Sunday, December 19, 2010

Writing is Boring

One of the authors who wrote one of the weekly pep-talks for NaNo mentioned how sometimes writing is boring. I had never thought about that before, but sometimes writing fiction is boring. It's exciting to start a new story. It's exciting to write the climactic moments where everything changes. It can be boring to write the parts in between those two. (I will do my next post on writing endings, which is a whole different problem for me.)

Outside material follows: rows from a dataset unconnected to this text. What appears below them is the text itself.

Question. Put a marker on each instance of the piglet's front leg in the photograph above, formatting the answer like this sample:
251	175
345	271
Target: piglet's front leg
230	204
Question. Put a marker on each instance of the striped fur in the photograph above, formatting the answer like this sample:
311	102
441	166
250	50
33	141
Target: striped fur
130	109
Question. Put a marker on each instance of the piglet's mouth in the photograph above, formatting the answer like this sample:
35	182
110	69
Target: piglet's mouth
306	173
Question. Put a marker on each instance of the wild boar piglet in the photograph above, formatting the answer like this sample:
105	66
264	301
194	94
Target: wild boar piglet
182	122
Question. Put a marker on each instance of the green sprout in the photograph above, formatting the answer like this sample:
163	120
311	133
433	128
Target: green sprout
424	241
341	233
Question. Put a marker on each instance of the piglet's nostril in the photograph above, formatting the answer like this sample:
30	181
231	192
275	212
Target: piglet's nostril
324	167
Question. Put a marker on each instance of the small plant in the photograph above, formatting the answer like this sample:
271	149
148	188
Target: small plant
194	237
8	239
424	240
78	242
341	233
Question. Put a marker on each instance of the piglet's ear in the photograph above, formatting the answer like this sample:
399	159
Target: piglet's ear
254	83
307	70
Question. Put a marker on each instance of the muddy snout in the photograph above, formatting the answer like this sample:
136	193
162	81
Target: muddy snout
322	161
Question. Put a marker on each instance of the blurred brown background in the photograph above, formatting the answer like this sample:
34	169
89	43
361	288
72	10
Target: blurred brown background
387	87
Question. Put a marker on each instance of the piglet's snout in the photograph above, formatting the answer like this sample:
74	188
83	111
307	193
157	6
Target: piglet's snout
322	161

Obviously, if the story is too boring, it's time to go back and beef up the plot, but some exposition is still needed even in contemporary fiction where a poor author is writing for people who are increasingly Twitter-fied enough to want you to tell them a story in as few words as possible. That is a little scary to me. I love beautiful writing. I love it when authors play with words and describe things in minute detail. I am afraid that beautiful writing is going to lose out to the need for brevity and constant action.

That being said, even if I'm not writing a lot of descriptive narrative, sometimes building up to the "action moment" requires some ordinary stuff to happen: people eat dinner, take a shower and get dressed, before they go out -- and have that encounter with The Other that changes everything. Writing about those ordinary moments can be boring. Really boring.

But, unless you're writing flash fiction there's no way around it. Sometimes it's very difficult to slog through the boring parts, but writing the "good stuff" makes it worth it.